The Cardinals should move Kyler Murray but will they be smart enough to trade him?
Historically speaking, the Arizona Cardinals have not been the smartest football organization. Their most recent playoff win came in 2015 with Carson Palmer and Bruce Arians, and that was only their seventh postseason win over 106 seasons as an organization. Six seasons since drafting Kyler Murray only a year after drafting Josh Rosen in the top-10, the Cardinals have an 0-1 playoff record and Murray was awful in that loss to the Rams.
If the Cardinals know what’s good for them, and chances are that they don’t, they will trade Murray before the NFL’s trade deadline. That is perhaps the only scenario in which the L.A. Rams will need to be fearful of the Arizona Cardinals becoming the next Detroit Lions.
Otherwise, the Cardinals are doomed to continue hitting their ceiling of 9 wins with Murray. Or a floor of 13 losses.

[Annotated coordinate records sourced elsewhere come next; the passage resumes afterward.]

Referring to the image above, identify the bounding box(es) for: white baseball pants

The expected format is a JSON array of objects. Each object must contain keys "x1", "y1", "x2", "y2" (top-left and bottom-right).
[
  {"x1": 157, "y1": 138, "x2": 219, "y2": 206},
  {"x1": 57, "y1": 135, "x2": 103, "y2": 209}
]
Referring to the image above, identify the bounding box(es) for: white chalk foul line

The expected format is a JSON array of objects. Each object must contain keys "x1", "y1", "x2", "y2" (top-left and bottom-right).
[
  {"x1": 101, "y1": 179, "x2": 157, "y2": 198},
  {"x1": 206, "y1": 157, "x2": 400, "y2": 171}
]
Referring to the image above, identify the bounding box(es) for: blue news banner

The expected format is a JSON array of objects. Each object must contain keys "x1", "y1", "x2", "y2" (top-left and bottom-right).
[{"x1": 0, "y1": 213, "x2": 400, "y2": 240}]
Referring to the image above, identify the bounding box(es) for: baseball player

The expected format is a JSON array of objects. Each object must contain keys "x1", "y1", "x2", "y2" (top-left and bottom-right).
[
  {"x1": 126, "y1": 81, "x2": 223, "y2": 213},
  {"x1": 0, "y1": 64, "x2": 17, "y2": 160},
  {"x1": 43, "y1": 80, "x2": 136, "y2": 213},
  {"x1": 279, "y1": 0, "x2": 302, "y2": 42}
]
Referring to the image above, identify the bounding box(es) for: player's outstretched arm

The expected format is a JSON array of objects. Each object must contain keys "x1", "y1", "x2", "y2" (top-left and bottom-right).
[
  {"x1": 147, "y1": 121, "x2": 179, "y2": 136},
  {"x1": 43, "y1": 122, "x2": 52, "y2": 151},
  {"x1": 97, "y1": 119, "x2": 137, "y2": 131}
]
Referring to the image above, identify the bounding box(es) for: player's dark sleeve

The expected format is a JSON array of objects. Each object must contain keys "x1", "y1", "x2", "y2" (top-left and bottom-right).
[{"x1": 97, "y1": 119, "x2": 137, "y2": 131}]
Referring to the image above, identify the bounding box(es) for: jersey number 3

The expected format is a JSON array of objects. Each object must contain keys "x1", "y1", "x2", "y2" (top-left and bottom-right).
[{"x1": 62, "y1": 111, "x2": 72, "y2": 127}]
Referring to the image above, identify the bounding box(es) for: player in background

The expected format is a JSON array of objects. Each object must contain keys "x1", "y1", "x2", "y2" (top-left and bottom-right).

Kyler Murray win % with Kliff Kingbury: 44%
Kyler Murray win % without Kliff Kingbury: 44%Maybe they’re both just underwhelming. https://t.co/Ir8vbVQSLl
— Chris Wilson (@cgawilson) June 17, 2025
Kyler Murray fantasy ppg
2019: 18.6
2020: 24.4
2021: 22.2
2022: 20.7
2023: 18.9
2024: 18.1— Dave Kluge (@DaveKluge) June 16, 2025
What could Cardinals get for Murray?
As mediocre as Murray has been for the past six seasons, averaging 24 touchdown passes and 12 interceptions over a 17-game season, with only 7.0 yards per attempt and a passer rating of 92.4, he’s an upgrade for several teams that have aspirations of a deep playoff run.
For example, teams like the Pittsburgh Steelers (if something goes awry with Aaron Rodgers), Cleveland Browns, Indianapolis Colts, New Orleans Saints, and Minnesota Vikings might be interested in adding Murray come September or October.
The Saints and Colts would be obvious destinations before the season if the Cardinals pull of a surprising trade similar to when Sam Bradford was shipped to the Vikings in a pre-Week 1 deal. The Eagles got a first round pick in that move, which netted them Derek Barnett. (Ironically they sent a fourth round pick to the Vikings that they would eventually get back and use to draft Josh Sweat, a better pass rusher than Barnett and now a member of the Cardinals.)
Imagine if we get to the end of training camp, the Cardinals feel great about their defense but iffy on whether or not Murray is the right quarterback for the offense because nobody in the organization (not the GM, the HC, or the OC) was with Arizona when they picked Murray. In fact, they might have signed Jacoby Brissett in the offseason because they feel Brissett will be better at running the offense than Murray.
Jacoby Brissett is “not in here just trying to be the backup (QB)…he’s definitely pushed me.”
-K1 on #AZCardinals QB room
Adds: “It’s easy to talk ball with him.” pic.twitter.com/8boTZxvf9A
— Paul Calvisi (@PaulCalvisi) June 11, 2025
If the Saints or Colts offer a second and a fourth round pick in 2026, taking Murray’s $18 million salary in 2025 off of Arizona’s books, would that be enough for the Cardinals to say, “Thank you, we’ll do it” and also save tons of future cap space?
The Cardinals only have a projected $14 million in cap space in 2026, but trading Murray this year changes that number to $50 million!
The Cardinals would actually be a scarier team if they had a competent pocket passer who could throw over the middle + $50 million in 2026 cap space than if they just maintain the same path with a quarterback who has a career record of 36-46-1.
We know that Murray is not solely responsible for Arizona’s record…but he’s LARGELY responsible.
Yes, Murray is the rare NFL quarterback who can convert a 4th-and-16 with either his arm or his legs. But he’s also the kind of starter who might regularly need to convert fourth downs because teams know how to defend him on first, second, and third.
For a Cardinals team that has recently invested top-6 draft picks in WR Marvin Harrison and LT Paris Johnson, not to mention a top-three NFL tight end in Trey McBride, spending even more time trying to make the offense work for Murray — rather than trading him for draft picks and cap space — seems like a loss for Arizona and a win for the rest of the NFC West. Especially the L.A. Rams, as they are the ones that have to defend the crown.
For most of the last 100 years, the Cardinals have not been a scary football team. Although Kyler Murray gave opposition a little bit to be worried about in his first three seasons, the last three have proven that his bark is worse than his height.